Economische factoren
Productiefactoren
Natuur: Land gold nog steeds als het voornaamste produktiemiddel, grondslag voor stand en aanzien. Land was de basis voor de militaire, juridische en bestuurlijke organisatie der samenleving. Het werd in principe niet verkocht.
De benodigde energie om voer- en vaartuigen voort te bewegen groeide: vooralsnog werden mens-, paarden-, ezels-, ossen-, wind- en waterkracht daarvoor gebruikt. Ook voor het zware werk werden wind- en waterkracht gebruikt.

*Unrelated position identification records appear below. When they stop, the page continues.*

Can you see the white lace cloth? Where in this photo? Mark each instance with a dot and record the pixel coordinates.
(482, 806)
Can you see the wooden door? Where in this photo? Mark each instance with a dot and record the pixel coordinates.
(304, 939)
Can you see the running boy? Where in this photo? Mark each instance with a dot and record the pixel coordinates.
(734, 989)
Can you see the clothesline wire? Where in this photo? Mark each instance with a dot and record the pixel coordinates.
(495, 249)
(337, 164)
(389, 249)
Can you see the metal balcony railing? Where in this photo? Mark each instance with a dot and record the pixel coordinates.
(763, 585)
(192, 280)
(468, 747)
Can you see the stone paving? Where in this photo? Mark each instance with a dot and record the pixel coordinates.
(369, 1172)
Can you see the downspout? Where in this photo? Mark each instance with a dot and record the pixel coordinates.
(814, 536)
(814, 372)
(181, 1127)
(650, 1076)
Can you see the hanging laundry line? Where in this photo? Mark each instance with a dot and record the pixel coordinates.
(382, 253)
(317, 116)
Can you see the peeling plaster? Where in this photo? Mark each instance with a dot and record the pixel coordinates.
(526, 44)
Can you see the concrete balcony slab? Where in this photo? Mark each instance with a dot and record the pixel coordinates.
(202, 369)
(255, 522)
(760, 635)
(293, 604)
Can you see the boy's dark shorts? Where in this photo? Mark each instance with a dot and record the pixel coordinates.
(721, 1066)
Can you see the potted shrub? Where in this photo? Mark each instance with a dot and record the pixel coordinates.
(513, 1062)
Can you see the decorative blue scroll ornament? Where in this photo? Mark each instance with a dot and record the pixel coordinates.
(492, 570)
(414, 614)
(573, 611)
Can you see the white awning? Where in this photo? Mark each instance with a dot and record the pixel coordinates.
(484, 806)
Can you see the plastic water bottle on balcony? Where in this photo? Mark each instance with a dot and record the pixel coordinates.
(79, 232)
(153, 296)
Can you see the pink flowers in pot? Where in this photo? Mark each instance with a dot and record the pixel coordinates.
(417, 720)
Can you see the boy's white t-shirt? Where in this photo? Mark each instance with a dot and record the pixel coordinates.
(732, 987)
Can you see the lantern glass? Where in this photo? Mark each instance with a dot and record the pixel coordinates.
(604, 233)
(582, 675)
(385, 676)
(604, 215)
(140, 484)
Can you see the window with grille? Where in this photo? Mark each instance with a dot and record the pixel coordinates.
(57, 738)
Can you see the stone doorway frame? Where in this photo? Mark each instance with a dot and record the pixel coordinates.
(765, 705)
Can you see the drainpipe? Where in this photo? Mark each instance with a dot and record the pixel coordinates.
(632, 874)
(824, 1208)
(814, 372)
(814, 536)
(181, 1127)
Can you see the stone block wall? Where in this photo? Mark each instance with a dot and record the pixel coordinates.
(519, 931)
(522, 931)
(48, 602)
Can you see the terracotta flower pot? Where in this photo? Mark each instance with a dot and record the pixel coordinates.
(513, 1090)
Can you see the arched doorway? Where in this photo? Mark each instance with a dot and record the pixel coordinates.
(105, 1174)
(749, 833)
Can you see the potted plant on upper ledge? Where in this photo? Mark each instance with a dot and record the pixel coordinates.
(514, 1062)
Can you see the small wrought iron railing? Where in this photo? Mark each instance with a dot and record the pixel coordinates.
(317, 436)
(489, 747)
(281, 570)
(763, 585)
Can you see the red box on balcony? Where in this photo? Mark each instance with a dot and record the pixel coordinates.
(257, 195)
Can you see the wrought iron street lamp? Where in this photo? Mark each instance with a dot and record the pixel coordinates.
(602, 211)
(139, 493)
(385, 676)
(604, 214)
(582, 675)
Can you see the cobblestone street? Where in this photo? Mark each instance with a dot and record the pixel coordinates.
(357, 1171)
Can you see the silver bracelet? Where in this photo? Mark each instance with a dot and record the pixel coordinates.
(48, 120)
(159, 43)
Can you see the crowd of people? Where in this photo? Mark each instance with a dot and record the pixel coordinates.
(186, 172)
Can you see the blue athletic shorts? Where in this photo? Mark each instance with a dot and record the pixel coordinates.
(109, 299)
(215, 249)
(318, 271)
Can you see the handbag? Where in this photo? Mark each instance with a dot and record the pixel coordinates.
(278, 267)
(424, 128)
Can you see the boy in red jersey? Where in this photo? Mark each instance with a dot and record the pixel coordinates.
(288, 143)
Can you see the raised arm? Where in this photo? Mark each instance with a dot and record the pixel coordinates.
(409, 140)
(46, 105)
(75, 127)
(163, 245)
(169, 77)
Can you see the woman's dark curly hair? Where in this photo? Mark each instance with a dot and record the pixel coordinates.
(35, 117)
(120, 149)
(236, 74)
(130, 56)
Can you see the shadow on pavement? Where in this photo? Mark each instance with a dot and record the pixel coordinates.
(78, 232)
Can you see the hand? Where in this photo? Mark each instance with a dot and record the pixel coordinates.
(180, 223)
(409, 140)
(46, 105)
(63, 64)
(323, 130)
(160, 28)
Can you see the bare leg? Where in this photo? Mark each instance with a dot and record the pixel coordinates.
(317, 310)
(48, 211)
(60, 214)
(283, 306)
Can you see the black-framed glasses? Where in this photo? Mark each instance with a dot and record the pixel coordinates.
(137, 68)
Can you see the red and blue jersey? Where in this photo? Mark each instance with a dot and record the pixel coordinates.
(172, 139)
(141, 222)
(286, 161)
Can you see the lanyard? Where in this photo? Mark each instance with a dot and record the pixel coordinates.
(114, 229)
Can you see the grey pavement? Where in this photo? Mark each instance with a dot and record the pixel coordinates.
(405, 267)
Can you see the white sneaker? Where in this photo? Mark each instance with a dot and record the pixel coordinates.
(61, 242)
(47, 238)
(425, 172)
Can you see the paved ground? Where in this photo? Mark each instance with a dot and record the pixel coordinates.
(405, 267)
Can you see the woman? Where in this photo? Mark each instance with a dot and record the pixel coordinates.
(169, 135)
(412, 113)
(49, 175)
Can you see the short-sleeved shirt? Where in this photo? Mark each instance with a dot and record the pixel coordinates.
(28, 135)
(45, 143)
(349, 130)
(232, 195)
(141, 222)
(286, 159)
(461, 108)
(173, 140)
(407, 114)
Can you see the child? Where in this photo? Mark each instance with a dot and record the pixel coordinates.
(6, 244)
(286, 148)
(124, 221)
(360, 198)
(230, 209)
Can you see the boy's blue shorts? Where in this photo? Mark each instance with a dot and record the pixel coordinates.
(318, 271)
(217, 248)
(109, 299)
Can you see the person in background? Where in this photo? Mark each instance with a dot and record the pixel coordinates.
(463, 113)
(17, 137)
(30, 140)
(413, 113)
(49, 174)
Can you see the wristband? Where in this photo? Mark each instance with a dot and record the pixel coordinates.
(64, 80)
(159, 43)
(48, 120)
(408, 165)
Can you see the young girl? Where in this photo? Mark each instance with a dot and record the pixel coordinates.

Afval en menselijke mest konden niet langer dichtbij worden verwerkt (zoals op de mestvaalt van de boerderij) maar moesten worden afgevoerd. Watervervuiling was aan de orde van de dag. Men leefde dichter op elkaar en er heersten onhygiënische toestanden. Besmettelijke ziekten kregen hierdoor een grotere kans. Leerlooiers zorgden voor stankoverlast en watervervuiling. Tegen dit alles kwamen regelgeving (in Parijs in 1366). De leerkommen van de leerlooiers werden naar de stadsrand verbannen, stroomafwaarts, zodat bierbrouwers schoon water konden gebruiken. Vanwege het lawaai mochten alleen op bepaalde tijden kleden geklopt en vlas gebraakt worden. De milieuproblemen van de landbouwers, ontbossing en niet-afbreekbaar metaal-afval, bleven bestaan. Door de intensievere landbouw zakte bovendien het waterpeil, wat erosie veroorzaakte.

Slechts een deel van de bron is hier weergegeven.